Travel and locum roles distort the ceiling, and part-time positions distort the floor. The $400,000 upper bound almost certainly reflects short-term, high-intensity contract work rather than employed W-2 positions. The $78,000 lower bound likely reflects part-time hours, rural health center stipends, or new-grad roles with limited scope. The result is a dataset where the extremes are real but not representative, and where the average range ($150,694 to $190,553) provides a more useful baseline for full-time employed PAs than either tail of the distribution.

Underserved markets price in scarcity, but not consistently. North Dakota, South Dakota, Kentucky, and Tennessee all clear $197,000 on the low end, suggesting that rural or low-density markets are willing to pay premiums to attract talent. But Alaska, Montana, and Wyoming (where data exists) do not follow the same pattern—Alaska pays below average, Montana is middling, and Wyoming has no salary data at all. Scarcity pricing works when employers compete for a limited candidate pool, but it fails when employers can leave positions unfilled or rely on locum coverage instead of permanent hires.

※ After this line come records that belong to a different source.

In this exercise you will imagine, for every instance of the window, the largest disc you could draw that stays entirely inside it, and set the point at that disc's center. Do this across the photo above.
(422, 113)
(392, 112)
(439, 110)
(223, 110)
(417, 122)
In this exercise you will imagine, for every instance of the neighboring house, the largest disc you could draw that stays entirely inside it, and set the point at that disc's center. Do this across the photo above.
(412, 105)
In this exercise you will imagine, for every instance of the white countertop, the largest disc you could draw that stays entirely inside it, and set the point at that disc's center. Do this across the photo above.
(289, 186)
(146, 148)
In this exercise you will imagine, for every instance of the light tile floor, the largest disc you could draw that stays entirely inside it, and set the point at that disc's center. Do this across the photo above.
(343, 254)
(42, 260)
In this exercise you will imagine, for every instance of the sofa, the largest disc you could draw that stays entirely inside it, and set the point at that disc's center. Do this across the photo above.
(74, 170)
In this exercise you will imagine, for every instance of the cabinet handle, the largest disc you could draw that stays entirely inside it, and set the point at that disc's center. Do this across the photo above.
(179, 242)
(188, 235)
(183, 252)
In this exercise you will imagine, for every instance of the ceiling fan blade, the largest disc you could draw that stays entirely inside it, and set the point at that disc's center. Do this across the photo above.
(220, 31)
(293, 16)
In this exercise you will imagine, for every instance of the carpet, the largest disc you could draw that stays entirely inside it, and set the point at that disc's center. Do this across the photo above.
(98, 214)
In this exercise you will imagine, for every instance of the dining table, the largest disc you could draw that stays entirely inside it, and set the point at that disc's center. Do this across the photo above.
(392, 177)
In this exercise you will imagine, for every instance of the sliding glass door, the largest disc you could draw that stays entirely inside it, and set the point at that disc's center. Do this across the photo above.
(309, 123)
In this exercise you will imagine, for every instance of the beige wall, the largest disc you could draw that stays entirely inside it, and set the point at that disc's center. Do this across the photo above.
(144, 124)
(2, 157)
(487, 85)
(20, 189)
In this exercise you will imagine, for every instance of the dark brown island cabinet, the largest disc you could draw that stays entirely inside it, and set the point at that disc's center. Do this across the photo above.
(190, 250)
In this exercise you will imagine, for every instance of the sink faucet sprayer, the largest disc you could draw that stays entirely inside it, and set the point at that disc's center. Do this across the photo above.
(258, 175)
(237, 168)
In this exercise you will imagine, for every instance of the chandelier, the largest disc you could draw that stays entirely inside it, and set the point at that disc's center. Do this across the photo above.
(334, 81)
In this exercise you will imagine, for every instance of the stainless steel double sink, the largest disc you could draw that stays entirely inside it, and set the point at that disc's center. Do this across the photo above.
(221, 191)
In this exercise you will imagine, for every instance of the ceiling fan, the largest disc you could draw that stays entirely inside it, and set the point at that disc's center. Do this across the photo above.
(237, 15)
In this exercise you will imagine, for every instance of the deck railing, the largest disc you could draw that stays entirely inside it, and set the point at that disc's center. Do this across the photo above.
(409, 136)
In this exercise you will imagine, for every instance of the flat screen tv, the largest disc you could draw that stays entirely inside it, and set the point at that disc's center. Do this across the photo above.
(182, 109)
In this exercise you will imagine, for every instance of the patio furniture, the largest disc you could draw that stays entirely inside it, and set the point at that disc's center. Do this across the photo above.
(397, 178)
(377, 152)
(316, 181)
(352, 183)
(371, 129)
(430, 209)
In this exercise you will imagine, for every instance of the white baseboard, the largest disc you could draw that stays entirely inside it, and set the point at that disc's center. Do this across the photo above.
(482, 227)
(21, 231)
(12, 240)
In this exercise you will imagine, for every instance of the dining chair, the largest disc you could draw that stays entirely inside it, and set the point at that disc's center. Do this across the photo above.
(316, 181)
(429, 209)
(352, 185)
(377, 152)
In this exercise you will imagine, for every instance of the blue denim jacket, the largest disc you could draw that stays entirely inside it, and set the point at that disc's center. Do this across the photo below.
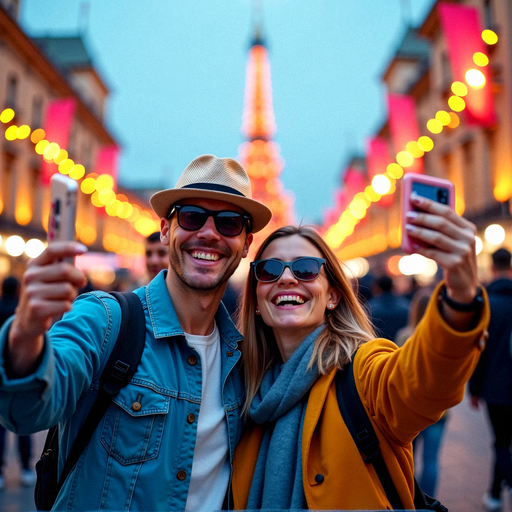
(137, 459)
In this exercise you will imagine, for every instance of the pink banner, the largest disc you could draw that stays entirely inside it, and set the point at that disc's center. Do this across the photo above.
(403, 124)
(462, 30)
(377, 160)
(107, 161)
(57, 126)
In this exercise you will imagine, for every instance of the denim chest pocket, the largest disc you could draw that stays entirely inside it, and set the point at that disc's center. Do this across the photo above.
(134, 423)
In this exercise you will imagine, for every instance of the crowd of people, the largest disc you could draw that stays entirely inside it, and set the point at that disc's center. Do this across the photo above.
(215, 411)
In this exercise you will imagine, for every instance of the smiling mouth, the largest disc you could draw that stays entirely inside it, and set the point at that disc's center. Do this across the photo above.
(204, 256)
(289, 300)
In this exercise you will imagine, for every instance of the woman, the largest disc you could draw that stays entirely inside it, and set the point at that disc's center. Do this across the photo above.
(301, 323)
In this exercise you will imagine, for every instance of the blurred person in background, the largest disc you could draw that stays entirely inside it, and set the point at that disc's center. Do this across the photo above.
(389, 311)
(429, 438)
(8, 303)
(492, 380)
(157, 257)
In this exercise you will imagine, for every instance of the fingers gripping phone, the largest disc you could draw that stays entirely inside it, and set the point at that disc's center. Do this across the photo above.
(436, 189)
(61, 223)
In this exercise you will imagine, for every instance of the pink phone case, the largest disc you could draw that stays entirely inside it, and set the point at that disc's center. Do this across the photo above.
(437, 189)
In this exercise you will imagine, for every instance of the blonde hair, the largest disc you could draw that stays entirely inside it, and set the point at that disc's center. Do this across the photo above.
(346, 327)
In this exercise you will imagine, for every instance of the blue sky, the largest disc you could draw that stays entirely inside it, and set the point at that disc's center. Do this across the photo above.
(176, 70)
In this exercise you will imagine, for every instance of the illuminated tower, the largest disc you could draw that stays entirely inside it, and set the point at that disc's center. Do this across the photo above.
(260, 154)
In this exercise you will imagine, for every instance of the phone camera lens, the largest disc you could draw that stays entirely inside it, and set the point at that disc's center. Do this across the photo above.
(442, 196)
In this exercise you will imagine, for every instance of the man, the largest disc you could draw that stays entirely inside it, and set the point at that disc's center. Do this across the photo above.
(389, 312)
(156, 255)
(167, 440)
(492, 379)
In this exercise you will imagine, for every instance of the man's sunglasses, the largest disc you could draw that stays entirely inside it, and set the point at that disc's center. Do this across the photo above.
(192, 218)
(306, 268)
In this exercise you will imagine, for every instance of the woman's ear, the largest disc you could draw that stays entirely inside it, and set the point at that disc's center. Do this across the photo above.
(334, 297)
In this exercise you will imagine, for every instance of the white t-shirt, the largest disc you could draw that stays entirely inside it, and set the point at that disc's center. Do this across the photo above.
(210, 469)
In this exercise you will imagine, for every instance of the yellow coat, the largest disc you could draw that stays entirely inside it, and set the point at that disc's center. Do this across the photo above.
(403, 390)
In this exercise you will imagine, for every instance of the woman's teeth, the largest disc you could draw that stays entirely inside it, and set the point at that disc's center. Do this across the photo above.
(294, 299)
(205, 256)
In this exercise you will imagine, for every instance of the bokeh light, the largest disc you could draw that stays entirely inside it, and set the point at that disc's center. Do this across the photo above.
(495, 234)
(489, 36)
(475, 78)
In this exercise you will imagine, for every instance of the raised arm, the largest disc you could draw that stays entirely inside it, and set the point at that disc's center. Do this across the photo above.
(451, 240)
(48, 288)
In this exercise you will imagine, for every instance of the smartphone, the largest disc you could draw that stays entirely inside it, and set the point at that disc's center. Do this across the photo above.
(436, 189)
(61, 222)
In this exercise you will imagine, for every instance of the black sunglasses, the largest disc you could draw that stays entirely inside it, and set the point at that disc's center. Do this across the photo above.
(192, 218)
(306, 268)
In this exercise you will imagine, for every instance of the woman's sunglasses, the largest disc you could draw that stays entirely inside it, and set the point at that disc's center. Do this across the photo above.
(192, 218)
(306, 268)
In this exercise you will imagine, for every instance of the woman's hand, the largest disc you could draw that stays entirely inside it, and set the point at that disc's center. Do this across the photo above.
(450, 243)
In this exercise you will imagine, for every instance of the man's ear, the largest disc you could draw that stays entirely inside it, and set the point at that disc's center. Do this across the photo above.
(248, 242)
(164, 231)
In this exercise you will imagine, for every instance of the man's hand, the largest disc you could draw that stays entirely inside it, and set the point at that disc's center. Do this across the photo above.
(48, 288)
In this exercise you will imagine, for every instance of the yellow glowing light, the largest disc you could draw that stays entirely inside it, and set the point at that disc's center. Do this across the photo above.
(95, 199)
(480, 59)
(37, 135)
(77, 171)
(434, 126)
(41, 146)
(370, 192)
(489, 36)
(51, 151)
(395, 171)
(104, 181)
(459, 89)
(7, 115)
(23, 131)
(414, 149)
(456, 103)
(88, 186)
(443, 117)
(403, 158)
(61, 156)
(361, 196)
(105, 195)
(475, 78)
(15, 245)
(454, 120)
(66, 166)
(11, 133)
(88, 235)
(426, 143)
(381, 184)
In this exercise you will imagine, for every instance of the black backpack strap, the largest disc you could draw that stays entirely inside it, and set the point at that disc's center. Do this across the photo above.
(360, 427)
(118, 372)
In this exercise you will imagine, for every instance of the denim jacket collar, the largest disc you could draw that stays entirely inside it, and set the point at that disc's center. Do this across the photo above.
(165, 321)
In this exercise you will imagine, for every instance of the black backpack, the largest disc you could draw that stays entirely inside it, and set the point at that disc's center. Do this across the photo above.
(118, 372)
(360, 427)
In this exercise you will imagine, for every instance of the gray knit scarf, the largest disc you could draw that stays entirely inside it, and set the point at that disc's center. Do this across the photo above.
(280, 406)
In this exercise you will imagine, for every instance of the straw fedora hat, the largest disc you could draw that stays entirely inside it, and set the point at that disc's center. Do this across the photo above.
(209, 177)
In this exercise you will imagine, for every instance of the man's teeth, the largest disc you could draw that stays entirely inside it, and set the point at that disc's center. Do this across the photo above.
(289, 298)
(205, 256)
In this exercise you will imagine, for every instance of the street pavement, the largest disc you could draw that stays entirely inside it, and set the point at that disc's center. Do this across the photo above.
(464, 473)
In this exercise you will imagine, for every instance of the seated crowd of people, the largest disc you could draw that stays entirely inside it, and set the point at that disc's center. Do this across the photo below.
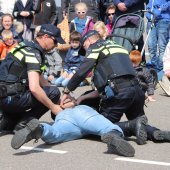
(82, 36)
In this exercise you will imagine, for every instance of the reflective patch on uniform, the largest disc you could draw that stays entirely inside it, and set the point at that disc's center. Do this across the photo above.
(27, 53)
(118, 50)
(105, 51)
(31, 60)
(113, 45)
(98, 49)
(19, 56)
(93, 55)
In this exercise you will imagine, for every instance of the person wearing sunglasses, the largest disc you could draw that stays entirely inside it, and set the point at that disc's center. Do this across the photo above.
(24, 93)
(82, 23)
(7, 43)
(110, 17)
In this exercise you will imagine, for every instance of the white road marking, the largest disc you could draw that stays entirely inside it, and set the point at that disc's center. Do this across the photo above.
(142, 161)
(43, 150)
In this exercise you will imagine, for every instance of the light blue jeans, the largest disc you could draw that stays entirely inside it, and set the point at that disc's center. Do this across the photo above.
(74, 123)
(158, 39)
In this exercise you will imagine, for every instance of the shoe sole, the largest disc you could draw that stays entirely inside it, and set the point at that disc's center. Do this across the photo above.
(164, 88)
(142, 136)
(21, 136)
(118, 145)
(161, 136)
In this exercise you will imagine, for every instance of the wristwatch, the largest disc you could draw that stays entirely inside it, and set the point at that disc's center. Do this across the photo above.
(66, 90)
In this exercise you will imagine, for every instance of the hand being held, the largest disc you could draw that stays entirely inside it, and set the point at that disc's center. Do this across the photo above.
(55, 109)
(122, 7)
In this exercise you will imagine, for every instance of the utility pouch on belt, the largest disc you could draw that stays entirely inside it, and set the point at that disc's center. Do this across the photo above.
(3, 91)
(11, 89)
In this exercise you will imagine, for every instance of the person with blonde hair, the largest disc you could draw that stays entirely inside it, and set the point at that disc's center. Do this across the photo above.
(82, 23)
(101, 28)
(68, 8)
(7, 43)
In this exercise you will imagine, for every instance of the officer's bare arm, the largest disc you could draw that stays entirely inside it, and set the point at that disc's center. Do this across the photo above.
(43, 81)
(38, 92)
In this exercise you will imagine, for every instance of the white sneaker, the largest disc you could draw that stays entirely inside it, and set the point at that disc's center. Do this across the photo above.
(165, 84)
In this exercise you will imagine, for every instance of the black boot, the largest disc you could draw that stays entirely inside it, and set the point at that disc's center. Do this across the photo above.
(33, 130)
(117, 145)
(6, 123)
(161, 136)
(136, 127)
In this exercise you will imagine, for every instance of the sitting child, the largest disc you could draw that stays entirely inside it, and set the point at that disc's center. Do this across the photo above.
(101, 28)
(53, 70)
(143, 74)
(72, 60)
(7, 43)
(81, 23)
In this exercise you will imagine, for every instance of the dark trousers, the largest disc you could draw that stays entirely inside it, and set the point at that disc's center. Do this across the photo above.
(129, 101)
(22, 107)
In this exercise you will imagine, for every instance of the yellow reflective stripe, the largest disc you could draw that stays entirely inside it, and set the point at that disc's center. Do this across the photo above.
(43, 68)
(93, 55)
(98, 49)
(105, 51)
(113, 45)
(27, 53)
(118, 50)
(19, 55)
(31, 60)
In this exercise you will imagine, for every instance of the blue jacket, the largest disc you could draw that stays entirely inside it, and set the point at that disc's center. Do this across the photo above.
(73, 59)
(161, 9)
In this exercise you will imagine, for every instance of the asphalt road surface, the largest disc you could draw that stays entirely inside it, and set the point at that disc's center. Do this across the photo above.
(89, 153)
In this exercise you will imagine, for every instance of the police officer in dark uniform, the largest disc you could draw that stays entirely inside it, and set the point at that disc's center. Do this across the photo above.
(68, 8)
(114, 78)
(24, 93)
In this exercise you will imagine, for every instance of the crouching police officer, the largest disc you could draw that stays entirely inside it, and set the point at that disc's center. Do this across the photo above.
(114, 78)
(24, 94)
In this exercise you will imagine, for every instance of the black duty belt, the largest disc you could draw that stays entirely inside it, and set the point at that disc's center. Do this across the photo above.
(11, 89)
(123, 83)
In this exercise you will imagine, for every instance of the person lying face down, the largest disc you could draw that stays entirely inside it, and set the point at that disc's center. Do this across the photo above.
(74, 123)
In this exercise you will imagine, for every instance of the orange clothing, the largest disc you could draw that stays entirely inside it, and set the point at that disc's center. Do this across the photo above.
(4, 49)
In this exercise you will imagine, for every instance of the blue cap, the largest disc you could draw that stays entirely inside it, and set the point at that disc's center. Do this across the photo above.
(52, 31)
(89, 34)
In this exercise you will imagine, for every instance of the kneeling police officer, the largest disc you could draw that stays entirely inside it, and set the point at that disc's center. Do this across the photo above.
(24, 93)
(114, 78)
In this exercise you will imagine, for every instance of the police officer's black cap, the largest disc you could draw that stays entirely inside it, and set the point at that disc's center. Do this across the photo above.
(52, 31)
(89, 34)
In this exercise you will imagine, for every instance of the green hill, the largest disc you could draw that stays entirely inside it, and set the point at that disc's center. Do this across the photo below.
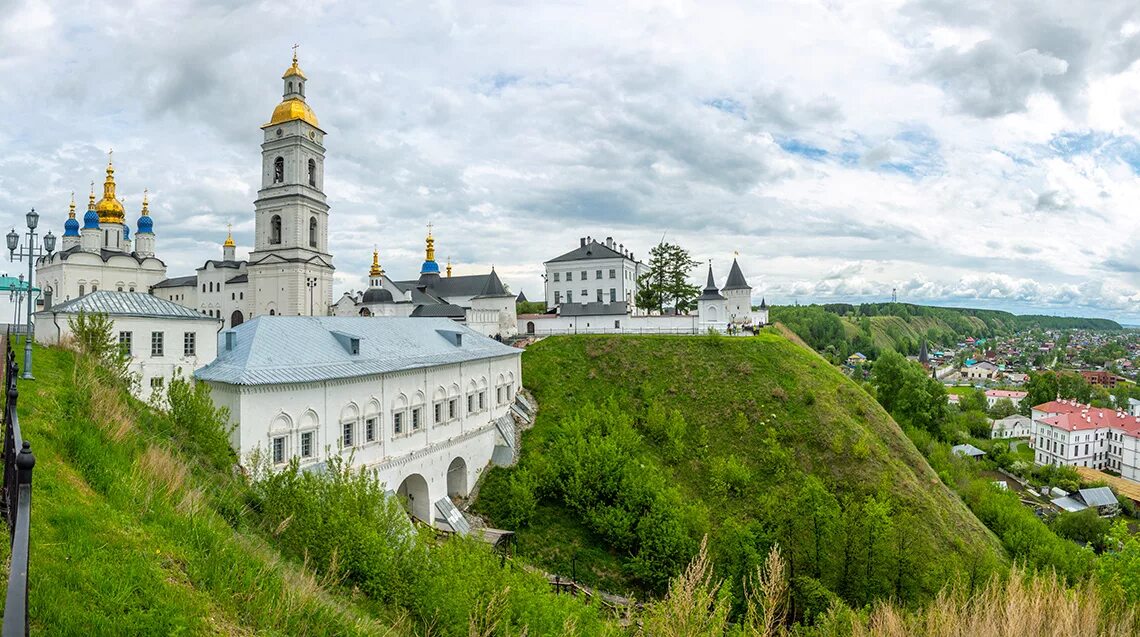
(645, 443)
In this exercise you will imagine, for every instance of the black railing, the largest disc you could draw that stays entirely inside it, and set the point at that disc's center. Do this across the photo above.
(15, 500)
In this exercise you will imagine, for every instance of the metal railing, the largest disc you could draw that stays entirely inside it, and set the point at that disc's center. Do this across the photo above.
(15, 500)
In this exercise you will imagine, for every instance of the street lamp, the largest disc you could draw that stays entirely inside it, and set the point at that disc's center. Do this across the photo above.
(310, 283)
(32, 252)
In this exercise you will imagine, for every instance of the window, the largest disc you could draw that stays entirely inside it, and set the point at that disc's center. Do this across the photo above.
(278, 449)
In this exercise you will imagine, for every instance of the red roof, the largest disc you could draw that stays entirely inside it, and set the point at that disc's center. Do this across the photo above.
(1074, 416)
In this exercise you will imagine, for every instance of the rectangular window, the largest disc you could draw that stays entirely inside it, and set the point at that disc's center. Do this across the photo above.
(307, 444)
(278, 449)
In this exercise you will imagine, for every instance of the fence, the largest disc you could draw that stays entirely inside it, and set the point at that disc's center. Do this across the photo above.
(15, 501)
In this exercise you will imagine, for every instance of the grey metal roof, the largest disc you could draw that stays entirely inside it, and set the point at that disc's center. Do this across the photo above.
(967, 450)
(129, 303)
(1098, 496)
(593, 309)
(710, 293)
(591, 251)
(735, 278)
(178, 282)
(273, 350)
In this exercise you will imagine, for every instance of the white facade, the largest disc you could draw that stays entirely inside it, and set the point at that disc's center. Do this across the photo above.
(429, 430)
(161, 345)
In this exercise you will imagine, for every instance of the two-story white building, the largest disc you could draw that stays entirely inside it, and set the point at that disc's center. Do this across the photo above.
(162, 337)
(423, 401)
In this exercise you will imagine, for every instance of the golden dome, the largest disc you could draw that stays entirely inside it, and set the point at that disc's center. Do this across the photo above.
(110, 209)
(292, 108)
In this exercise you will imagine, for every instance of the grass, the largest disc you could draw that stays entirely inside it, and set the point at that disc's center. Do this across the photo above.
(131, 535)
(788, 395)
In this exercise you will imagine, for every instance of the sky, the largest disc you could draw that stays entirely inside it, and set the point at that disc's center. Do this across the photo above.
(961, 152)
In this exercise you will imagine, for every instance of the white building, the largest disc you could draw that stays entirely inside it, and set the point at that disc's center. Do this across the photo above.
(163, 339)
(594, 272)
(422, 401)
(1015, 397)
(1067, 432)
(716, 309)
(1011, 426)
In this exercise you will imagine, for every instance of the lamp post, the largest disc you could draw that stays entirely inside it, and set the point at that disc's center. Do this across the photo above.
(310, 283)
(31, 251)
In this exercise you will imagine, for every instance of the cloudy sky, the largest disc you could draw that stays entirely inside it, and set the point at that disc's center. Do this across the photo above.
(963, 152)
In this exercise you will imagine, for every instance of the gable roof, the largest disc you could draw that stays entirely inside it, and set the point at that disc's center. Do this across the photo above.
(589, 252)
(130, 304)
(735, 278)
(274, 350)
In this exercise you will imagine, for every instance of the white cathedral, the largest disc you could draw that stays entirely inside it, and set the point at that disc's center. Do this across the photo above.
(290, 269)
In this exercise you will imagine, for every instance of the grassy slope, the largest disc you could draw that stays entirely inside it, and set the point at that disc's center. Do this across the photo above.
(839, 433)
(129, 533)
(914, 328)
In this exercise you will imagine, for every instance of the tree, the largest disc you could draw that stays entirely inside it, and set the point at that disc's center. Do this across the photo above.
(666, 284)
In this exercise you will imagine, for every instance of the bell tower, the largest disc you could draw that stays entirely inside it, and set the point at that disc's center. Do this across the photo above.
(290, 268)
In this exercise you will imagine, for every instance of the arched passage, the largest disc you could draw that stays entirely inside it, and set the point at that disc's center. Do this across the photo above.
(457, 479)
(413, 492)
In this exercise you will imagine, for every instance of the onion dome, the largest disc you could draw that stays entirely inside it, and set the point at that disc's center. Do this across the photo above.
(110, 209)
(91, 218)
(71, 227)
(430, 266)
(145, 223)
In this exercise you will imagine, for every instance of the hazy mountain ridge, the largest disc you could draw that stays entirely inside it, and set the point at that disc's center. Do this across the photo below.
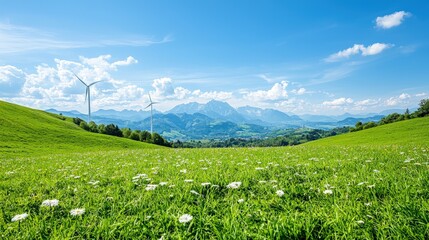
(219, 120)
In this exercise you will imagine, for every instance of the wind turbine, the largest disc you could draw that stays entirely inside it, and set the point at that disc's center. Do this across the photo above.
(87, 95)
(151, 113)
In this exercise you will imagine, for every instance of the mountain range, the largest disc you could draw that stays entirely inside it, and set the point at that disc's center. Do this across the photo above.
(219, 120)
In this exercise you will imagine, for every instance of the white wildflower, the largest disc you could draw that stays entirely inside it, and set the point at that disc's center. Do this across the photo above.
(77, 211)
(185, 218)
(328, 191)
(280, 193)
(50, 203)
(93, 182)
(234, 185)
(19, 217)
(195, 192)
(151, 187)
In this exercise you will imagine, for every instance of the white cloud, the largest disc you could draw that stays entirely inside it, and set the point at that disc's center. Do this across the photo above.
(392, 20)
(373, 49)
(366, 103)
(221, 95)
(404, 96)
(299, 91)
(338, 102)
(8, 72)
(271, 79)
(277, 92)
(181, 92)
(163, 87)
(56, 86)
(395, 101)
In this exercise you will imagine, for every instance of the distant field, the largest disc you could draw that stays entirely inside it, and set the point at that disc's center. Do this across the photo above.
(366, 185)
(27, 132)
(408, 132)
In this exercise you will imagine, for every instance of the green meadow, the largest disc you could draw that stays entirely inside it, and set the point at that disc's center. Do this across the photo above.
(364, 185)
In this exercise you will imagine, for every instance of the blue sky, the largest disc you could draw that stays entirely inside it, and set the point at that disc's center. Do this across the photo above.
(319, 57)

Scope and leadership do not command a visible premium in the aggregate data. The raw dataset does not break out compensation by practice setting, procedural scope, or leadership responsibility, which makes it impossible to determine whether surgical PAs, ICU PAs, or those with supervisory duties earn materially more than their peers in primary care or urgent care. The wide range suggests that scope matters, but the data does not prove it. Recruiters and candidates alike are left to infer rather than conclude.

The volume-pay relationship breaks in predictable and troubling ways. California, North Carolina, New York, Washington, and Illinois combine for 469 listings—38.7% of the national total—but only California pays above the national average low, and only barely. High listing volume signals demand, but it does not signal premium compensation. In fact, the inverse may be true: states with the most listings may have the most competition among employers, which suppresses wages, or the most competition among candidates, which does the same. Either way, volume is not a proxy for pay, and candidates who assume otherwise will be disappointed.

THE BOTTOM LINE

The PA job market is geographically vast, structurally fragmented, and financially unpredictable in ways that reward research and punish assumptions. If you want the highest salary, go to North Dakota or Alabama and prepare to explain your decision at dinner parties. If you want the most options, go to California and accept that you will earn less per dollar of rent than your peers in Fargo. If you want balance, go to Virginia or Wisconsin and enjoy the quiet satisfaction of being right without being extreme. The market will pay you anywhere from $78,000 to $400,000 depending on where you go, what you do, and how much risk you are willing to tolerate.

The PA market is a reminder that job titles are abstractions and compensation is a negotiation, not an entitlement.

Salary data based on 522 listings with disclosed compensation. Figures may reflect part-time or specialized roles. This report is informational and should not replace professional judgment or financial planning.